The Corner

Night At The Opera

Jay: Thanks for the mention of our opera outing, which I enjoyed

tremendously. I confess to having nursed a faint hope that you would quote me again in your review. As we left the Met I remarked that: “It doesn’t get any more buffo than that,” which I thought summed up a performance that seemed to me absolutely perfect. I admit that wasn’t as quotable as “He kicked a**” though.

A reader asked me why I like bel canto (= early-19th-century Italian opera, with plot, orchestral music, and pretty much everything else sacrificed to very challenging SINGING) so much. Easy: for the same reason I like 1950s science fiction, early rock’n’roll, Hank Williams and The Pickwick Papers.

It’s the freshness and spontaneity of these operas, and a quality of

naivety. You don’t have to like that: a lot of people — including,

notoriously, a lot of conductors — don’t like bel canto.

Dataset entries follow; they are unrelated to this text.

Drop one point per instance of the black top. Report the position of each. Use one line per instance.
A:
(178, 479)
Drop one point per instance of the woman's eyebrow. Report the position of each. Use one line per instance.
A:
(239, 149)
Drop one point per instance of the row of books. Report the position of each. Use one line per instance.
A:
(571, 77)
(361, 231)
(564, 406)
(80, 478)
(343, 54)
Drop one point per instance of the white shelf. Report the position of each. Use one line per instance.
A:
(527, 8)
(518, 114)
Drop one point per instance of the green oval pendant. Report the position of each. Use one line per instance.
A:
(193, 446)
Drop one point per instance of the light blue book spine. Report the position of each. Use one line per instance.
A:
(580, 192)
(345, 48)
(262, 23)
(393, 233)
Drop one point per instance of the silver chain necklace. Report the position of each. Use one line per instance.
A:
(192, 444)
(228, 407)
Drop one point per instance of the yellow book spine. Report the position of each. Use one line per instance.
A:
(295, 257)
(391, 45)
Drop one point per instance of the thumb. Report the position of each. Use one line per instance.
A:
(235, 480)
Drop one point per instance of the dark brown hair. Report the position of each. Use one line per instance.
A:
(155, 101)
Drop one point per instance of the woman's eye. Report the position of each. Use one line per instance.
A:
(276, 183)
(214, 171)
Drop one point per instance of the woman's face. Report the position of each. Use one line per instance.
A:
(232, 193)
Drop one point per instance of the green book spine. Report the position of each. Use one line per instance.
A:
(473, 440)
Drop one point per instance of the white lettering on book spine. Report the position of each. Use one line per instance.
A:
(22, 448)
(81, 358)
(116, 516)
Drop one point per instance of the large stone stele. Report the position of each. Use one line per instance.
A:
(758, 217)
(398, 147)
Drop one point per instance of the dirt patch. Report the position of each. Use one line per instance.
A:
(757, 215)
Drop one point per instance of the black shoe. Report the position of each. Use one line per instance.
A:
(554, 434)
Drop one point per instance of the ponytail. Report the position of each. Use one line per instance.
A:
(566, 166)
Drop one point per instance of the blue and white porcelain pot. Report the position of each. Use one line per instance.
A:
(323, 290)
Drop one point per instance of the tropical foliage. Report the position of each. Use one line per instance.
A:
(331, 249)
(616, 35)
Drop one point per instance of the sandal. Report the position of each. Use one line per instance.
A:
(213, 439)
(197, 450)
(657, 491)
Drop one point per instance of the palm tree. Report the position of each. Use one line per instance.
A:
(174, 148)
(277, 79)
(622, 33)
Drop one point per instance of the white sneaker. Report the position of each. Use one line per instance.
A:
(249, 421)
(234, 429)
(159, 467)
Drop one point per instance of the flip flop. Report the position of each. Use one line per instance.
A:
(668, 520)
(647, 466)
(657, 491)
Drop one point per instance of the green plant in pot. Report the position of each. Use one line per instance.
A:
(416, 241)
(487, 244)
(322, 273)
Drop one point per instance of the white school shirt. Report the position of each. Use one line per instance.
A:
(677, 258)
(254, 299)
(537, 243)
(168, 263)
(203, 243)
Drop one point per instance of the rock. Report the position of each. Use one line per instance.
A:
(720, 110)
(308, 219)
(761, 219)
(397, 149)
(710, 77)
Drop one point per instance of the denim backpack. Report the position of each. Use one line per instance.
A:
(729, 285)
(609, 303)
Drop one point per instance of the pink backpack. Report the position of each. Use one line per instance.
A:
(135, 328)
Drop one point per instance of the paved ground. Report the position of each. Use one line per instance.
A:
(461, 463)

There is of

course a case to be made for more labored, sophisticated art forms, and enjoyment of the one by no means precludes enjoyment of the other–Jay seems to enjoy any kind of music that is well-performed, though I admit that I myself would much rather sit through an opera by Rossini than one by

Wagner. (Rossini, by the way, was of the same mind.)

Those things I listed were all popular art forms, their works produced at high speed by people whose main interest was to make a bit of money for themselves without too much fuss — no fuss at all, in most cases–about stylistic niceties or innovatory technique. For me, that gives them all great charm and appeal.

Here is a bit of the flavor of bel canto, as originally performed. I’m

copying this from Berlioz’s Memoirs, Chapter 43:

“When I reached Milan, Donizetti’s L’elisir d’amore was being played at the Cannobiana, and to satisfy my conscience I went to see it. I found the theatre full of people talking at the top of their voices, with their backs to the stage; the singers all the time gesticulating and shouting in eager rivalry. So at least I judged by seeing their huge open mouths, for the people made so much noise that it was impossible to hear a sound beyond the big drum. In the boxes some were gambling and some were having supper. I therefore retired, since it was no use hoping to hear the smallest fraction of the music…”

That particular opera of Donizetti’s, by the way, was written, words and music both, in two weeks from a standing start. Musicologists are still arguing about how many operas Donizetti wrote altogether–Grove lists 66, not counting rewrites and revised versions, but others disagree.

That’s bel canto, fizzing with vitality and spontaneous, overflowing creativity. The production of “The Italian Girl” that Jay and I saw on Friday caught that precisely, and that is why it was a great, wonderful production.

John Derbyshire — Mr. Derbyshire is a former contributing editor of National Review.